最終更新:2026年8月17日 / 実写サイド

米Disney+が「Countdown to Avengers: Doomsday(ドゥームズデイまでのカウントダウン)」と題した公式の予習リスト15作品を発表しました。『アベンジャーズ/ドゥームズデイ』は12月18日、日米同時公開。残り4ヶ月で何を観るべきか、公式が答えを出した形です。

ただしこのリスト、ただ並べただけでは真意が読めません。MCUですらない20年以上前の映画が2本入り、ドラマは1作だけ、あの人気作が入っていない——。本記事では15作品を1本ずつ、「なぜ選ばれたのか」「どこに注目して観るべきか」「深掘りしたい人向けの原作コミック」の3点で解説します。

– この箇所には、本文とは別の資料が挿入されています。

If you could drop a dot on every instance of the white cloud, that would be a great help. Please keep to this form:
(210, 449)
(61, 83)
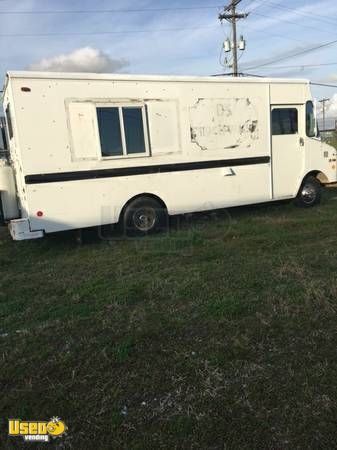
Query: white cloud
(86, 59)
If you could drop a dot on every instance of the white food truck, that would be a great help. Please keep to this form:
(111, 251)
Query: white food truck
(89, 149)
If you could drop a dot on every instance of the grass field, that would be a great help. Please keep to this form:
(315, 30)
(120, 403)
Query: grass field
(221, 334)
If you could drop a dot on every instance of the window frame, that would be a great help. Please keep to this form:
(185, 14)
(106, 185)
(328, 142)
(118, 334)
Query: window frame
(120, 107)
(315, 119)
(9, 122)
(283, 108)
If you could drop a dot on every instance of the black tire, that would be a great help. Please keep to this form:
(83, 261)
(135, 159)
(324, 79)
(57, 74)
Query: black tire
(144, 216)
(310, 193)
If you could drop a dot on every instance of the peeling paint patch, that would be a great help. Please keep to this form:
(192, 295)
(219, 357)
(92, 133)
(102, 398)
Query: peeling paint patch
(218, 124)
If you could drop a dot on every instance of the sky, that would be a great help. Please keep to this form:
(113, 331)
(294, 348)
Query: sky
(176, 37)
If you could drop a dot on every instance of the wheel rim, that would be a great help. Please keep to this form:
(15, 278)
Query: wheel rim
(308, 194)
(144, 219)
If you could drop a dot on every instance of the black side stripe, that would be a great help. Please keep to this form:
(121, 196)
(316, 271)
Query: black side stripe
(142, 170)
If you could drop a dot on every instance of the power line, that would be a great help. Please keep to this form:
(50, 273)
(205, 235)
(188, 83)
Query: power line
(323, 84)
(232, 16)
(94, 33)
(108, 11)
(314, 16)
(298, 66)
(302, 52)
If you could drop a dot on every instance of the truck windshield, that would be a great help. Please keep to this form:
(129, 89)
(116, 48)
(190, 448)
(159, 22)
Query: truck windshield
(310, 120)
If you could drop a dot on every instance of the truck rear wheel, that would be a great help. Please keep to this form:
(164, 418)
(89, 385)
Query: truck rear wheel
(310, 193)
(144, 216)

⚠ ネタバレ方針:公開済み作品の核心には触れつつ、『ドゥームズデイ』本編の未確認情報は「考察」と明記して区別します。


まず全体像:リストが語る3つのメッセージ

① 旧フォックス版X-MENが"公式に"予習指定された。 MCU以前、2000年代の『X-メン』『X-MEN2』が選ばれたのは、プロフェッサーX、マグニートー、ビースト、ナイトクローラー、ミスティークを演じた当時のキャストが『ドゥームズデイ』に再結集するため。20年前の映画が最新作の予習になる——マルチバースだからこそ起きる事態です。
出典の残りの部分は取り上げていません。